Бронсон никогда не терял оптимизма, но все-таки и он стал приучать себя к мысли, что эта болезнь останется на всю жизнь. Мне было жаль его. В Белла Вуд я приезжала очень часто, но все же больше ради него, чем ради мамы, особенно в те дни, когда ей становилось хуже и она переставала всех узнавать. Большую часть жизни Бронсон провел в заботах о своей сестре, а теперь на его попечении оказался еще один инвалид.
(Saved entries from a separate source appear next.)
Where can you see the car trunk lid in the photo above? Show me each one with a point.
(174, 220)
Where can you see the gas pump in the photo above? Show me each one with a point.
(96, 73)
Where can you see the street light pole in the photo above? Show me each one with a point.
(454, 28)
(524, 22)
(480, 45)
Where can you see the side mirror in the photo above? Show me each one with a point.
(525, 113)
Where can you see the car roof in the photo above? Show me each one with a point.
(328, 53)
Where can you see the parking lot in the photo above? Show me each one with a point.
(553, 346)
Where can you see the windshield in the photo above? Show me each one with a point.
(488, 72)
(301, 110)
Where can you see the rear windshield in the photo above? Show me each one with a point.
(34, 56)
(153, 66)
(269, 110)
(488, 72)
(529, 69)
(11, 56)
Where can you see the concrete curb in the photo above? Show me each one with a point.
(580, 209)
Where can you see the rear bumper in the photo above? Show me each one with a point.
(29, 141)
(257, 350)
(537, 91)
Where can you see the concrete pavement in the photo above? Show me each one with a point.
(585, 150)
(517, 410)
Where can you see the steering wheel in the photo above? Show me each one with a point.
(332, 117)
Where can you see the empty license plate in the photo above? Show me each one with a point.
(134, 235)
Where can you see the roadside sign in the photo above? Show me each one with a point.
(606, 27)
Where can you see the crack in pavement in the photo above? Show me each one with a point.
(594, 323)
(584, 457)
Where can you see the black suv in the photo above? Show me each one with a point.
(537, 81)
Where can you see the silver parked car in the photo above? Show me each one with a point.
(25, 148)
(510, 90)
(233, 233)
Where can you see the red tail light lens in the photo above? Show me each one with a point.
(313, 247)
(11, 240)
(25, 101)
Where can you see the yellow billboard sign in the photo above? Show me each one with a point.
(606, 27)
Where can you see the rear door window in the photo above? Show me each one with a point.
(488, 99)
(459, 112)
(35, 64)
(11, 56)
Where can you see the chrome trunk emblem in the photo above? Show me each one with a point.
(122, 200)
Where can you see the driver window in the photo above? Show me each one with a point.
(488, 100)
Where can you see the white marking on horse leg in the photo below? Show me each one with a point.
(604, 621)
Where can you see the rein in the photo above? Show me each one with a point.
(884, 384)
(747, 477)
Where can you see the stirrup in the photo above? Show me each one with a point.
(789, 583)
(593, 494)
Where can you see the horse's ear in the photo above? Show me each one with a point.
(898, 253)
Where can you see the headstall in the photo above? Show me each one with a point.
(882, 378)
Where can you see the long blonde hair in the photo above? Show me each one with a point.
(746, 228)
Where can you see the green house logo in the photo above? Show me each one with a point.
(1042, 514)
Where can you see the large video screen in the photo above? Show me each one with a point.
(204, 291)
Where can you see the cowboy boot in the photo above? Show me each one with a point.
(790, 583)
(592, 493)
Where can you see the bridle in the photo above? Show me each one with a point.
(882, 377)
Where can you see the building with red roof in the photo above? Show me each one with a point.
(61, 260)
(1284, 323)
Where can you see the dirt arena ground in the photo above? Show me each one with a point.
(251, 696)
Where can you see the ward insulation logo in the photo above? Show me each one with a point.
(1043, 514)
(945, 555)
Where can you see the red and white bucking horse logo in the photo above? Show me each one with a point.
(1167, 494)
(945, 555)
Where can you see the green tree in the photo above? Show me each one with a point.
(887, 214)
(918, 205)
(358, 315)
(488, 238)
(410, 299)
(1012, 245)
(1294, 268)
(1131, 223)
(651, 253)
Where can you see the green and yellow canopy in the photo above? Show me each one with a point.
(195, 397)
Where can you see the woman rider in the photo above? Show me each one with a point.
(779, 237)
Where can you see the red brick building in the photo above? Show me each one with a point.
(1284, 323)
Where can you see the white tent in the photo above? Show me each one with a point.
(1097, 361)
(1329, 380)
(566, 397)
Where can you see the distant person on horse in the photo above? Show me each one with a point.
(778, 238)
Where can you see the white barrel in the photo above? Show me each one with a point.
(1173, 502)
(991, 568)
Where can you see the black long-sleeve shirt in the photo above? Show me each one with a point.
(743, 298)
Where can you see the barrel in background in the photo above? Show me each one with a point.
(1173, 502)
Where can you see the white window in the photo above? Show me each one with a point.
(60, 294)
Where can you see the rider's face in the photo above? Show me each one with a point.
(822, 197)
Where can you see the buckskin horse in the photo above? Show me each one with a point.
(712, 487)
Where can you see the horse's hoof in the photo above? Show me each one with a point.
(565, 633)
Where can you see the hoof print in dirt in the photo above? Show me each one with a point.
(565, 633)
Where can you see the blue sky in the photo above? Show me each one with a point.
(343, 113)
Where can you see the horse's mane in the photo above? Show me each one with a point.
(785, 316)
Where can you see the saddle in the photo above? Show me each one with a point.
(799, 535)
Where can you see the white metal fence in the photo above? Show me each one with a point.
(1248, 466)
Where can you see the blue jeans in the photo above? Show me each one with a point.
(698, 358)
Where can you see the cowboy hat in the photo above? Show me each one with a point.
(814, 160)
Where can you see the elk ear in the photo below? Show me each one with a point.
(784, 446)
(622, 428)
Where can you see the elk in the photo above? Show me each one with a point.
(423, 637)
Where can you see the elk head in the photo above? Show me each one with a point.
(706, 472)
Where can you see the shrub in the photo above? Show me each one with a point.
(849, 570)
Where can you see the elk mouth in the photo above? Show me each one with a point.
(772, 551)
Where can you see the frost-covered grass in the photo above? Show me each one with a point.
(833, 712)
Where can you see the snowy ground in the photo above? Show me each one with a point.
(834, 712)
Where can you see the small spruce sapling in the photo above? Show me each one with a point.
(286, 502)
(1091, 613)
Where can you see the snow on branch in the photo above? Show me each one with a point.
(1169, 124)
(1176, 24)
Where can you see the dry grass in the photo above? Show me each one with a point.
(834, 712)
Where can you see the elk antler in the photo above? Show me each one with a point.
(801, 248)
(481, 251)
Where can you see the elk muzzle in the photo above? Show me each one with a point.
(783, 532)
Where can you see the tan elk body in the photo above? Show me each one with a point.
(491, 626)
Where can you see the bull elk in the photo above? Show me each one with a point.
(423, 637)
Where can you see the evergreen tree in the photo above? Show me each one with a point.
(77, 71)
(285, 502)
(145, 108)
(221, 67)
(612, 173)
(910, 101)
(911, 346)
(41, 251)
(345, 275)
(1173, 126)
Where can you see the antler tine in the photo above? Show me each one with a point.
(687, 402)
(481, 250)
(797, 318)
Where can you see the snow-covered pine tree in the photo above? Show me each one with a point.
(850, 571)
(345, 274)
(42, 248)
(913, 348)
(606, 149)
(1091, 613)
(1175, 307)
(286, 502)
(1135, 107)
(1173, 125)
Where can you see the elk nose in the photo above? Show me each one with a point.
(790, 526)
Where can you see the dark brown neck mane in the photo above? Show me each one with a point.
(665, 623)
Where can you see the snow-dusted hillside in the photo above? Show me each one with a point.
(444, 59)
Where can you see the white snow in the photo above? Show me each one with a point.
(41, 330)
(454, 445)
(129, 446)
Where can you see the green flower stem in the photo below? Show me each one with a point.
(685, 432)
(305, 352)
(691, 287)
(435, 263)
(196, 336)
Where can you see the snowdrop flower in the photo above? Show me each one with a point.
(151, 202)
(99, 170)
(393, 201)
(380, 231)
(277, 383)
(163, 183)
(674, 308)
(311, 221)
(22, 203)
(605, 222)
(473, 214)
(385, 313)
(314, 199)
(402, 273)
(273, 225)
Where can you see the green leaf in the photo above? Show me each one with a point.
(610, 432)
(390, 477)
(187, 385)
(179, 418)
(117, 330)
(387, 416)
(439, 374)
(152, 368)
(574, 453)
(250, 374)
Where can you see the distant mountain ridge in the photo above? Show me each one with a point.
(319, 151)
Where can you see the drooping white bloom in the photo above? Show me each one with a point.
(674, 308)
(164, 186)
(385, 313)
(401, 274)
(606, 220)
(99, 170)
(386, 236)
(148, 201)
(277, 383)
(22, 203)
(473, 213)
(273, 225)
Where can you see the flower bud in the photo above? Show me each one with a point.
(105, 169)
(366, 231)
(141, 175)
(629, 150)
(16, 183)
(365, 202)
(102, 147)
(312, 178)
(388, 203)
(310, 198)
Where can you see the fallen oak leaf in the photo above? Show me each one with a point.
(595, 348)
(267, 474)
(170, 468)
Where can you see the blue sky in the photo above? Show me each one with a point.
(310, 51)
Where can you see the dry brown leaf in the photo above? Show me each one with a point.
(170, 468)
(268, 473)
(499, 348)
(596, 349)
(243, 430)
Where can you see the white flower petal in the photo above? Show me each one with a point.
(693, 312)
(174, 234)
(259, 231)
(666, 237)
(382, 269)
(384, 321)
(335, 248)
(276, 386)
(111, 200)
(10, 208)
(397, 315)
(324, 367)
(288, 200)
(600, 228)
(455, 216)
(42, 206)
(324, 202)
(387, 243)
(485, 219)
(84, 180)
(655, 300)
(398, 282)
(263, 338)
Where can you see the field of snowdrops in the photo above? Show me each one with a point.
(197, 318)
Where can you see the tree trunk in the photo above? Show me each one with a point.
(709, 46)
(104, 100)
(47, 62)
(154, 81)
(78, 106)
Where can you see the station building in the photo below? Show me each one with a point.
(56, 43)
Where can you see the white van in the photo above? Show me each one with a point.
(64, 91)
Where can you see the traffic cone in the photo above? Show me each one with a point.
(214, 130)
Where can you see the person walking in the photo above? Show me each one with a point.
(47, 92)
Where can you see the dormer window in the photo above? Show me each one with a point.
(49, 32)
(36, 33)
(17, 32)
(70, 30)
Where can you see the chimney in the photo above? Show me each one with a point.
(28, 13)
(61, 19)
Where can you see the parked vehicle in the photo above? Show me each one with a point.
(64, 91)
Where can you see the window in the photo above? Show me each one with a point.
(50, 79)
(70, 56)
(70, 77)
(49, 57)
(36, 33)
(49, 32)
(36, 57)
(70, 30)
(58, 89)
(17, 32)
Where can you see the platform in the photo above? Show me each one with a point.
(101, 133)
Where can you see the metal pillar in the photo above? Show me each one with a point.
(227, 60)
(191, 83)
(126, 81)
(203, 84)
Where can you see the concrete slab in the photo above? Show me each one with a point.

Все это так сильно повлияло на него, что он начал седеть прежде времени, постепенно стала изменяться внешность: плечи опустились под тяжестью испытаний, он словно убедил себя, что весна в его жизнь так и не пришла, а уже наступала осень и для него, и для жены.

Для отеля наступал новый летний сезон, который обещал быть самым лучшим из тех, что у нас когда-либо были, поэтому все усиленно занялись своими обязанностями. Мы не перестали посещать маму и Бронсона, но наши визиты становились все короче и реже. Казалось, ничто не может оторвать меня от дел отеля, ведь я была его жизнью, его дыханием.

Однажды я бежала вниз по лестнице, ведущей на кухню, и случайно уловила в зеркале свое отражение, задержалась и присмотрелась к нему. Неудивительно, что мать больше не узнает меня, я едва сама себя узнала. На лбу появились морщины от беспокойства, забот, стрессов; волосы гладко зачесаны назад, одета я была в брюки и блузку; раньше пользовалась макияжем довольно часто, теперь же забыла о косметике. Мое отражение привело меня в ужас, словно призрак бабушки Катлер влез в мое тело и теперь занялся изнутри его благоустройством.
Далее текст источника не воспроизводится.